LinkedIn data leak - Why it matters

News broke recently that 700 million users have had their data taken from LinkedIn and advertised for sale online. The earliest report we can find is at Restore Privacy .

So what happened?

A malicious actor appears to have scraped the data of 700 million users. Most of it appears to be from LinkedIn and likely padded out with data from elsewhere.

The leaked data includes the following:

  • Email addresses
  • Full names
  • Phone numbers
  • Physical addresses
  • Geolocation records
  • LinkedIn username and profile URL
  • Personal and professional experience/background
  • Genders
  • Other social media accounts and usernames

Why do we care?

LinkedIn profiles are mostly public anyway, why does it matter? However, many people customise their profiles to be only visible to either direct connections or their network. The data leak appears to have all public information regardless of privacy settings. Additionally to this, the leak includes internal information such as their personal email addresses, phone numbers and geolocation data.

This means that your employees could be targeted directly on a personal level with phishing scams and even identity theft attempts. For the UK any attempts should be reported to ActionFraud immediately.

Most LinkedIn users publicly declare their current employer. It’s a fair assumption that an employee’s email address will be firstname.lastname@companyname so it’s likely that the buyers of the leak will have nearly 700 million active business email addresses.

What’s the risk to my business?

Expect an increase in spam, generic phishing and malware/ransomware attempts as is usual whenever a leak like this occurs.

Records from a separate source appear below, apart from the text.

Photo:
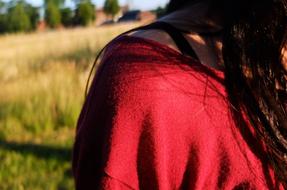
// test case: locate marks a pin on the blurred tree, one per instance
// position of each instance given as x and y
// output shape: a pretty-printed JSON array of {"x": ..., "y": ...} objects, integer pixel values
[
  {"x": 111, "y": 7},
  {"x": 18, "y": 18},
  {"x": 85, "y": 13},
  {"x": 52, "y": 15},
  {"x": 57, "y": 3},
  {"x": 67, "y": 16},
  {"x": 34, "y": 16}
]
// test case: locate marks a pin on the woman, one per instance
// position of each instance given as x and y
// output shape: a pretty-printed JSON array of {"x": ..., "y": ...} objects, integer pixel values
[{"x": 196, "y": 100}]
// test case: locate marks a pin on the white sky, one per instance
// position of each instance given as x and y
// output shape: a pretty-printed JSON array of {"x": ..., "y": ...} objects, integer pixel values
[{"x": 135, "y": 4}]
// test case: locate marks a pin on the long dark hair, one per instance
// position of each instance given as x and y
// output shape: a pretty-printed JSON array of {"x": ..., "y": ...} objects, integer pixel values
[
  {"x": 253, "y": 40},
  {"x": 254, "y": 37}
]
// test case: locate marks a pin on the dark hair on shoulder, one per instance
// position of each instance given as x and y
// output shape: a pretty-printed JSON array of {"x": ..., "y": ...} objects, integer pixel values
[{"x": 253, "y": 40}]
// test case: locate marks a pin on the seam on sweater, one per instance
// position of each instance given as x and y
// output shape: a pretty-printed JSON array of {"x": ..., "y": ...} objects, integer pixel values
[{"x": 120, "y": 181}]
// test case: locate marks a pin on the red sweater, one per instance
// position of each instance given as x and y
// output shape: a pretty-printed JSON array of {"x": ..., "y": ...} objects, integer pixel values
[{"x": 155, "y": 119}]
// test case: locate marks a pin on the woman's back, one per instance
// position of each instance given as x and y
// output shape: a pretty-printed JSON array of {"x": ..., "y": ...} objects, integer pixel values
[{"x": 160, "y": 120}]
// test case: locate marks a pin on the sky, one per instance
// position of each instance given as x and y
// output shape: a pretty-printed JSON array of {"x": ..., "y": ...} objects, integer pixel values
[{"x": 135, "y": 4}]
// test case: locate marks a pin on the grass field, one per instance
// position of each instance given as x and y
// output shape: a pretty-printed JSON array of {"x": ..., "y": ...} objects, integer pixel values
[{"x": 42, "y": 79}]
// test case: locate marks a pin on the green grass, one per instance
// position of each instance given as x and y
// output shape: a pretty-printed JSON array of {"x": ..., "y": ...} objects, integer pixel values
[{"x": 42, "y": 79}]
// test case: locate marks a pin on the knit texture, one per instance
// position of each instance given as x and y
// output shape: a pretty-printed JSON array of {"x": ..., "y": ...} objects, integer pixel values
[{"x": 155, "y": 119}]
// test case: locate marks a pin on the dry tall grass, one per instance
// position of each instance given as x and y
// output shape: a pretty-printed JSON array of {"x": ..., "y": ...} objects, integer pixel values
[{"x": 42, "y": 79}]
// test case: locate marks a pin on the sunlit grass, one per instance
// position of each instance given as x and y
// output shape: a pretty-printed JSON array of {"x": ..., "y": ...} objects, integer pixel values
[{"x": 42, "y": 79}]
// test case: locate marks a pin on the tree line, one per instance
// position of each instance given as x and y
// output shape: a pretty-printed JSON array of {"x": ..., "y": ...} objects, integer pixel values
[{"x": 20, "y": 16}]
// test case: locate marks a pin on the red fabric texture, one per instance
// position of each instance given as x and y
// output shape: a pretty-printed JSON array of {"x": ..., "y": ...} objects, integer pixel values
[{"x": 155, "y": 119}]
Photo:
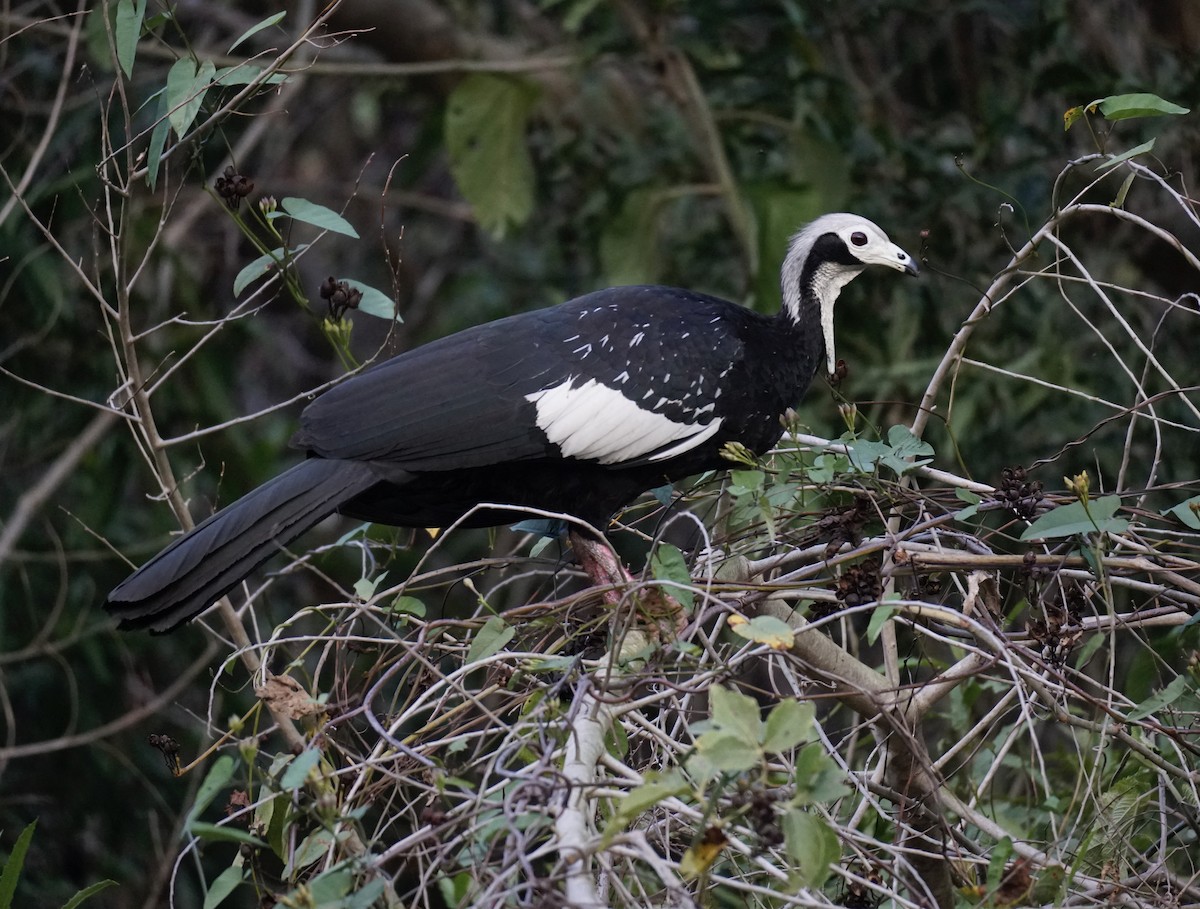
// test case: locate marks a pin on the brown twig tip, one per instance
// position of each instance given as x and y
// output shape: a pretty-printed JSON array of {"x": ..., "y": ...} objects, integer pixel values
[
  {"x": 340, "y": 296},
  {"x": 233, "y": 187}
]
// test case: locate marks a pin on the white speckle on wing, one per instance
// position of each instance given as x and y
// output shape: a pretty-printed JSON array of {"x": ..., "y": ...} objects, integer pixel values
[{"x": 595, "y": 422}]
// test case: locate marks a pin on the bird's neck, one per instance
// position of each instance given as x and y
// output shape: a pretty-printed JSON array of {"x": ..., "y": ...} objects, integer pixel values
[{"x": 809, "y": 300}]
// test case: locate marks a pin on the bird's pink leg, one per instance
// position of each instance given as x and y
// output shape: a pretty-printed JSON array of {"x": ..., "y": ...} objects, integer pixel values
[
  {"x": 657, "y": 608},
  {"x": 601, "y": 565}
]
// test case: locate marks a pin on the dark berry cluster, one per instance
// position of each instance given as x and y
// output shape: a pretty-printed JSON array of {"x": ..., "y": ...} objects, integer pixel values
[
  {"x": 340, "y": 296},
  {"x": 233, "y": 187},
  {"x": 861, "y": 584},
  {"x": 759, "y": 807},
  {"x": 1018, "y": 493}
]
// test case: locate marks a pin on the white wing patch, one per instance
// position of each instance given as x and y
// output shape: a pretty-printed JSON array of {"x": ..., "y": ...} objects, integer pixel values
[{"x": 594, "y": 422}]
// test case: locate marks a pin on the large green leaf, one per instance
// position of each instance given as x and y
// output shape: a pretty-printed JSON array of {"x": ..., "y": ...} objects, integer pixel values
[
  {"x": 811, "y": 844},
  {"x": 490, "y": 639},
  {"x": 1125, "y": 107},
  {"x": 485, "y": 131},
  {"x": 126, "y": 31},
  {"x": 319, "y": 216},
  {"x": 667, "y": 564},
  {"x": 1075, "y": 518},
  {"x": 186, "y": 86},
  {"x": 11, "y": 872}
]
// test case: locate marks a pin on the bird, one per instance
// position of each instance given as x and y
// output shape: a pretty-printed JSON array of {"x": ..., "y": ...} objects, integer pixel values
[{"x": 576, "y": 409}]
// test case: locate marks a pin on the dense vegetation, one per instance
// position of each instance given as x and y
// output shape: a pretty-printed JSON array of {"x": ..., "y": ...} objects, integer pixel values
[{"x": 940, "y": 649}]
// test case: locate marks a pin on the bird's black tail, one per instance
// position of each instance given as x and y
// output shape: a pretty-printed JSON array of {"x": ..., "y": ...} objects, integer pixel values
[{"x": 201, "y": 566}]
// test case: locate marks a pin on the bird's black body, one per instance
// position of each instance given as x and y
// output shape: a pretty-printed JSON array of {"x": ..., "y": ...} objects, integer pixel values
[
  {"x": 436, "y": 458},
  {"x": 576, "y": 408}
]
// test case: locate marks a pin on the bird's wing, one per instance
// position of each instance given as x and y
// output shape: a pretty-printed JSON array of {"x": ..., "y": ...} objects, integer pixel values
[{"x": 622, "y": 375}]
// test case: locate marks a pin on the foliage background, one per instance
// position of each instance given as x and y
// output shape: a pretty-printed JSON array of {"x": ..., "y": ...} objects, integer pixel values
[{"x": 927, "y": 116}]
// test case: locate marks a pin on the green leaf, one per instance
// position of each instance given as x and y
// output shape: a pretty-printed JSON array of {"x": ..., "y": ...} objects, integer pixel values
[
  {"x": 219, "y": 776},
  {"x": 1187, "y": 512},
  {"x": 789, "y": 723},
  {"x": 226, "y": 883},
  {"x": 88, "y": 892},
  {"x": 811, "y": 844},
  {"x": 736, "y": 712},
  {"x": 1168, "y": 696},
  {"x": 367, "y": 896},
  {"x": 747, "y": 481},
  {"x": 186, "y": 86},
  {"x": 408, "y": 606},
  {"x": 972, "y": 507},
  {"x": 880, "y": 616},
  {"x": 1074, "y": 518},
  {"x": 310, "y": 850},
  {"x": 11, "y": 873},
  {"x": 667, "y": 564},
  {"x": 310, "y": 212},
  {"x": 257, "y": 28},
  {"x": 819, "y": 778},
  {"x": 298, "y": 770},
  {"x": 126, "y": 32},
  {"x": 246, "y": 73},
  {"x": 262, "y": 265},
  {"x": 1119, "y": 199},
  {"x": 365, "y": 588},
  {"x": 775, "y": 633},
  {"x": 157, "y": 142},
  {"x": 1126, "y": 155},
  {"x": 729, "y": 752},
  {"x": 376, "y": 302},
  {"x": 1000, "y": 855},
  {"x": 329, "y": 888},
  {"x": 223, "y": 834},
  {"x": 485, "y": 134},
  {"x": 1125, "y": 107},
  {"x": 490, "y": 639}
]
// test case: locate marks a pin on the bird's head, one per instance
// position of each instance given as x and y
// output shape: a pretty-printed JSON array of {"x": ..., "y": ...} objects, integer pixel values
[{"x": 826, "y": 256}]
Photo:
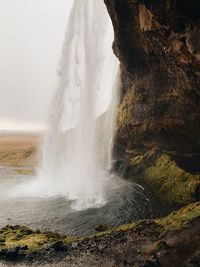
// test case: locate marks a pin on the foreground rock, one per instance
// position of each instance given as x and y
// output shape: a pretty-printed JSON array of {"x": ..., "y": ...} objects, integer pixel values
[
  {"x": 157, "y": 43},
  {"x": 174, "y": 239}
]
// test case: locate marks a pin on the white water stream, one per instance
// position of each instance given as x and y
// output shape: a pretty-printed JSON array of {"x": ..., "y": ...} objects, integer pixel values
[{"x": 77, "y": 149}]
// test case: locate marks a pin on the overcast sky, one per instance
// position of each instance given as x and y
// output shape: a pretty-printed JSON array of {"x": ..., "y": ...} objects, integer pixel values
[{"x": 31, "y": 37}]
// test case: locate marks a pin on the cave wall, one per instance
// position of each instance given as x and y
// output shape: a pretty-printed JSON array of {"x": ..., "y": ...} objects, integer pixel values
[{"x": 158, "y": 45}]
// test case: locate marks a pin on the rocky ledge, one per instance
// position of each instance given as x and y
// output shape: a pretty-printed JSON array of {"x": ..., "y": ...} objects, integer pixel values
[{"x": 174, "y": 239}]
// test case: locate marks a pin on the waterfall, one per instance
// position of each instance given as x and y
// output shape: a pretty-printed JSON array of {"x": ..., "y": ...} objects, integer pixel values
[{"x": 77, "y": 147}]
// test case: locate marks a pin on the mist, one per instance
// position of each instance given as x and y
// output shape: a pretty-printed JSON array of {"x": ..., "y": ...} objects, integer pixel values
[{"x": 32, "y": 33}]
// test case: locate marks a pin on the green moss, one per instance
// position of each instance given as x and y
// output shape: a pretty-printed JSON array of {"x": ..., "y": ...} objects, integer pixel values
[
  {"x": 12, "y": 236},
  {"x": 170, "y": 183},
  {"x": 125, "y": 113},
  {"x": 181, "y": 218}
]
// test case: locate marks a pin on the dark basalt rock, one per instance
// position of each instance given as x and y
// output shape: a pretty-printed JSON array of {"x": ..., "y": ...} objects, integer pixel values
[
  {"x": 158, "y": 45},
  {"x": 59, "y": 246}
]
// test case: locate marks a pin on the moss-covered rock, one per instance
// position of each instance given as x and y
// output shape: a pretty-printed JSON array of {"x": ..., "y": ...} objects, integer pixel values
[
  {"x": 181, "y": 218},
  {"x": 171, "y": 183}
]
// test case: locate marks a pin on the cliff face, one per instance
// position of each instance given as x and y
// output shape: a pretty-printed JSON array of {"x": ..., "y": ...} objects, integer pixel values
[{"x": 158, "y": 45}]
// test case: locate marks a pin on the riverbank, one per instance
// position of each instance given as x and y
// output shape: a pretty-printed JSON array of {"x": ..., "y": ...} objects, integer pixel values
[{"x": 174, "y": 239}]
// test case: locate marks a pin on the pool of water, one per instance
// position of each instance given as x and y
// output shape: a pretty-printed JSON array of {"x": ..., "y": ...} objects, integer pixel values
[{"x": 126, "y": 202}]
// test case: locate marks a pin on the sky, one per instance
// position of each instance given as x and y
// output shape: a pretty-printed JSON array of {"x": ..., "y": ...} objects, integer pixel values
[{"x": 32, "y": 33}]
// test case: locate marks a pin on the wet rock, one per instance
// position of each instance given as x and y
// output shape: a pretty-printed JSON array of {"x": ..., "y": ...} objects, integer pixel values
[
  {"x": 151, "y": 264},
  {"x": 23, "y": 248},
  {"x": 101, "y": 228},
  {"x": 59, "y": 246},
  {"x": 12, "y": 253}
]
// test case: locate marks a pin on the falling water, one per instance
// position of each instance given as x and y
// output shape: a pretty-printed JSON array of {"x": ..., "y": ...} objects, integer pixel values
[{"x": 77, "y": 148}]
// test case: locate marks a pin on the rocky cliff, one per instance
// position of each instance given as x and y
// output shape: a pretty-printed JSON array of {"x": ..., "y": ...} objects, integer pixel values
[{"x": 158, "y": 45}]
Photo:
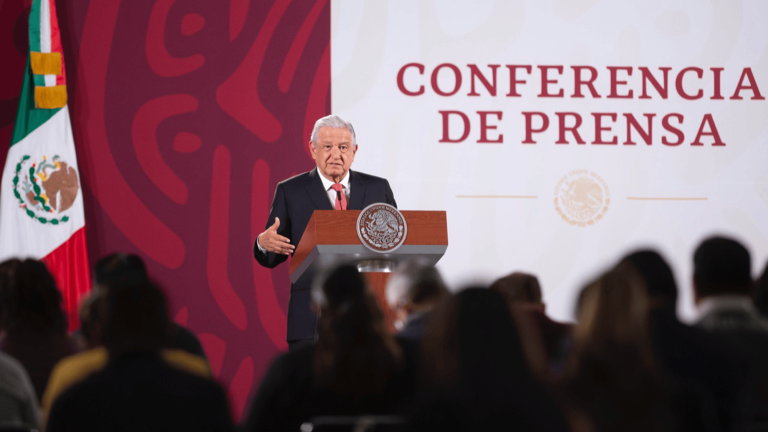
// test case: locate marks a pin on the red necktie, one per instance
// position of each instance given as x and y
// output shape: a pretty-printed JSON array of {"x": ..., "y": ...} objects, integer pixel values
[{"x": 341, "y": 199}]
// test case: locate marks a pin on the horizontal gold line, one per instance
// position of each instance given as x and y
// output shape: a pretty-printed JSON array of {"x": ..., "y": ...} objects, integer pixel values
[
  {"x": 496, "y": 196},
  {"x": 666, "y": 199}
]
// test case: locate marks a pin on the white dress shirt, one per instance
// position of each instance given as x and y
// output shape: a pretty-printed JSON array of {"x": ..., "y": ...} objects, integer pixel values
[
  {"x": 331, "y": 196},
  {"x": 332, "y": 193}
]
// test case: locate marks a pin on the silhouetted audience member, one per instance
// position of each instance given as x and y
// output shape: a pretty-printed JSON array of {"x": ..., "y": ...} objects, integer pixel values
[
  {"x": 689, "y": 354},
  {"x": 613, "y": 381},
  {"x": 119, "y": 268},
  {"x": 722, "y": 285},
  {"x": 474, "y": 372},
  {"x": 18, "y": 402},
  {"x": 412, "y": 292},
  {"x": 138, "y": 390},
  {"x": 545, "y": 341},
  {"x": 761, "y": 293},
  {"x": 30, "y": 315},
  {"x": 74, "y": 369},
  {"x": 355, "y": 367}
]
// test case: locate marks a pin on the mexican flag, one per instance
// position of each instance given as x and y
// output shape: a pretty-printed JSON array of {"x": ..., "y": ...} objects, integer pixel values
[{"x": 41, "y": 201}]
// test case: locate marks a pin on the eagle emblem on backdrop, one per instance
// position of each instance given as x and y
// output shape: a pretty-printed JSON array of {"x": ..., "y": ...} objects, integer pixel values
[
  {"x": 381, "y": 227},
  {"x": 582, "y": 198},
  {"x": 45, "y": 188}
]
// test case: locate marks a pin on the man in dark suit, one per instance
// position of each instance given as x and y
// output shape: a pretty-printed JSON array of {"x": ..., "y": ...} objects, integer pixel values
[
  {"x": 331, "y": 185},
  {"x": 722, "y": 288}
]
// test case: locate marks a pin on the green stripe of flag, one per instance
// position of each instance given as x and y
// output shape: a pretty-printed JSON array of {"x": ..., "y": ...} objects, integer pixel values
[
  {"x": 29, "y": 118},
  {"x": 34, "y": 35}
]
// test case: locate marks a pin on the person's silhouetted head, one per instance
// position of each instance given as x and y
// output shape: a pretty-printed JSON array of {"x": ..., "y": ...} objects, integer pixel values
[
  {"x": 657, "y": 275},
  {"x": 613, "y": 313},
  {"x": 29, "y": 298},
  {"x": 519, "y": 288},
  {"x": 354, "y": 352},
  {"x": 761, "y": 292},
  {"x": 414, "y": 287},
  {"x": 721, "y": 266},
  {"x": 471, "y": 344},
  {"x": 134, "y": 318}
]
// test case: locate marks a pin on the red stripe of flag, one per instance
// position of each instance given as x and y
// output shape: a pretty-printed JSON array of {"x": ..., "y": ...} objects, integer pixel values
[{"x": 68, "y": 264}]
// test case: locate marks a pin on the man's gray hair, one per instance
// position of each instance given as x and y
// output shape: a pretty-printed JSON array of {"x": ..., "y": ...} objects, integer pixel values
[
  {"x": 415, "y": 282},
  {"x": 334, "y": 122}
]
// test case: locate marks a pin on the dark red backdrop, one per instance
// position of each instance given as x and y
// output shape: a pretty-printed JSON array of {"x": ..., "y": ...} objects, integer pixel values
[{"x": 186, "y": 114}]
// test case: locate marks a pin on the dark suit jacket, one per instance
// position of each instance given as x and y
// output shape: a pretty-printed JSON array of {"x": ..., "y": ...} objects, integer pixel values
[
  {"x": 294, "y": 202},
  {"x": 287, "y": 396},
  {"x": 140, "y": 392}
]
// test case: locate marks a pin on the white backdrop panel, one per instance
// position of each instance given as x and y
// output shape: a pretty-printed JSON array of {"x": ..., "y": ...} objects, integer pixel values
[{"x": 520, "y": 228}]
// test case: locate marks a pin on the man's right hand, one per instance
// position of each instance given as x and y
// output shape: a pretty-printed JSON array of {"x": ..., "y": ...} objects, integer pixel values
[{"x": 273, "y": 242}]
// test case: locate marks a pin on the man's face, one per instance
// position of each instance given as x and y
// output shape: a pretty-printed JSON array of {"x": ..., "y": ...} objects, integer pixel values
[{"x": 334, "y": 153}]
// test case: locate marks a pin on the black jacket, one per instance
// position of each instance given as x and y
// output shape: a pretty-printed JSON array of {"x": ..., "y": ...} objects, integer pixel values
[{"x": 294, "y": 202}]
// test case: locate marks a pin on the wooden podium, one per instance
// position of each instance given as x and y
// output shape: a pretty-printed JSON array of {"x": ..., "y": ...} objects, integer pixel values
[{"x": 331, "y": 238}]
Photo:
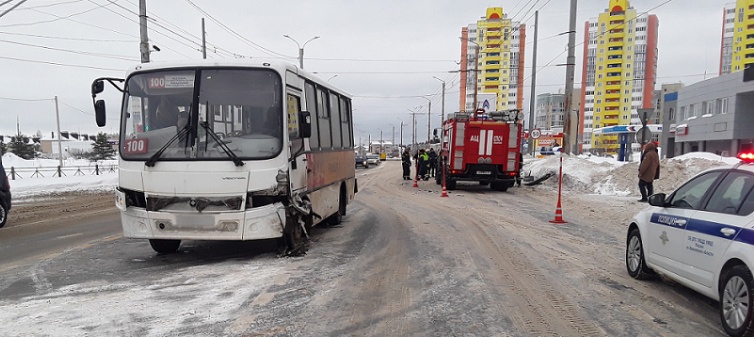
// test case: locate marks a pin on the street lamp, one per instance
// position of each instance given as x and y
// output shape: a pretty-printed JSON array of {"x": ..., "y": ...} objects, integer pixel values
[
  {"x": 301, "y": 49},
  {"x": 401, "y": 130},
  {"x": 442, "y": 119},
  {"x": 429, "y": 113}
]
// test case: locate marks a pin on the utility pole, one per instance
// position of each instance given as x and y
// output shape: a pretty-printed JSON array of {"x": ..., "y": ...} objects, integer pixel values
[
  {"x": 413, "y": 128},
  {"x": 144, "y": 44},
  {"x": 533, "y": 99},
  {"x": 204, "y": 41},
  {"x": 476, "y": 75},
  {"x": 60, "y": 147},
  {"x": 429, "y": 114},
  {"x": 570, "y": 65},
  {"x": 442, "y": 118}
]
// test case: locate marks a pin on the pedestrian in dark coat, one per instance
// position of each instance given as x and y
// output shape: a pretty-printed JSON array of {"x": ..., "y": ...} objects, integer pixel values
[
  {"x": 648, "y": 169},
  {"x": 423, "y": 165},
  {"x": 432, "y": 162},
  {"x": 406, "y": 161}
]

The bigger risk is for spear phishing where a targeted attack against an individual is made. Let’s take an example where the director of a company and one of the accounting team are targeted. Given the information from LinkedIn, a bad actor could send an email direct to the accountant posing as the director that a payment needs to be made with the details. Most scams like this incur a sense of urgency to the request to try and distract from thinking through the nature of the request properly (“does the boss usually sign off on their emails like that?") such as the payment being overdue and it’s the last day to pay before there will be solicitors involved.

This is just one common example of what can be done with that kind of data. When listing job experience, people often list which technologies & business processes they work with day to day. This is a treasure trove for a more complex social engineering attack.

What can we do about it?

Appropriately managed technology can help reduce your risk significantly. Email security gateways to perform spam and malware filtering will stop a lot of attacks at the door. A layered approach is best as no system is 100% effective. Multi-Factor Authentication (MFA) is strongly recommended wherever it is possible so that in the event that a member of staff does click on a malicious email and enter their login details they still can’t be used without the code from the mobile phone.

Behind this, a strong antivirus solution on the employee PCs, Laptops and business mobiles is essential as everyone can make a mistake at some point.

Lastly, a robust data backup and restore plan to protect against loss and ransomware is a must.

Technology is only one side of the coin. To further reduce risk to the business you should look at clearly defining business processes. In our example above is an email enough to send the usual £10,000 owed to the supplier to a different bank account than normal? One common improvement here is to make all payment requests over x value need to be followed up with a phone call to the person requesting it at a known phone number for them (not the one in the odd looking email!) to validate that it is legitimate.

Businesses are starting to get cyber insurance to cover these specific scenarios in case the worst does happen and the standard business insurance doesn’t cover these situations.

Finally, as it’s the staff themselves that are often targeted, training is always a strong investment. An aware workforce will act as your gatekeepers and protect the business from risk.